We're working our way through the Shuffle Up series for the new fantasy football draft season. The dollar values you'll see below are unscientific in nature but reflect how I see the clusters of talent at the quarterback position. Use these tiers however you like.
Positional Shuffle Ups: Quarterbacks | Running Backs | Wide Receivers | Tight Ends
Have some disagreements? Good, that's why we have a game. I welcome your reasoned disagreement over at X: @scott_pianowski.
Quarterback Overview
In the NFL, the quarterback is the glamour position and the stress position. Everything is about finding a quarterback, keeping a quarterback, developing a quarterback. And if you don't have one, you can't sleep at night.
The feeling is much different in standard fantasy leagues, where quarterback is the least-stressful of the four field positions. The NFL has good quarterback depth at the moment, and it means you can do well at your draft at any jumping-off point. It also means I'm probably going to be patient with the position, eschewing the first tier and maybe even the top of the second, hoping to find someone in the second half of the Top 10 who can crash the Top 5. I'm also looking to add an upside pick later, someone who doesn't qualify as an auto-start today but might be there after a few weeks of the season.

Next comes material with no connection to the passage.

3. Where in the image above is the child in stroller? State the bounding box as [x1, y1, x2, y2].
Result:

Don't sweat if you miss the first quarterback bus. There's another one coming in five minutes.
Tier 1: The Big Tickets
$22 Josh Allen
$21 Jalen Hurts
$21 Patrick Mahomes
$21 Lamar Jackson
Allen is at the top of the list because someone has to be there, but I doubt I'll be drafting him much, if at all. The Bills offense wasn't as pass-happy after Joe Brady took over the offense in the second half of 2023, and the Buffalo receiving room is full of question marks. I'm also not going to pay the freight for the 15 rushing touchdowns Allen piled up last season; it's the only time he's made it to double-digits in that critical category.
Allen's rushing yardage did take a modest dip last year, and I suspect Allen's rushing stats could slowly start to decrease as Buffalo looks for ways to keep its franchise player healthy for the long haul. Some of Allen's career comps include Cam Newton, Daunte Culpepper and Andrew Luck, aggressive quarterbacks who took plenty of physical punishment. The Bills don't want Allen's back-nine career trajectory to resemble that group.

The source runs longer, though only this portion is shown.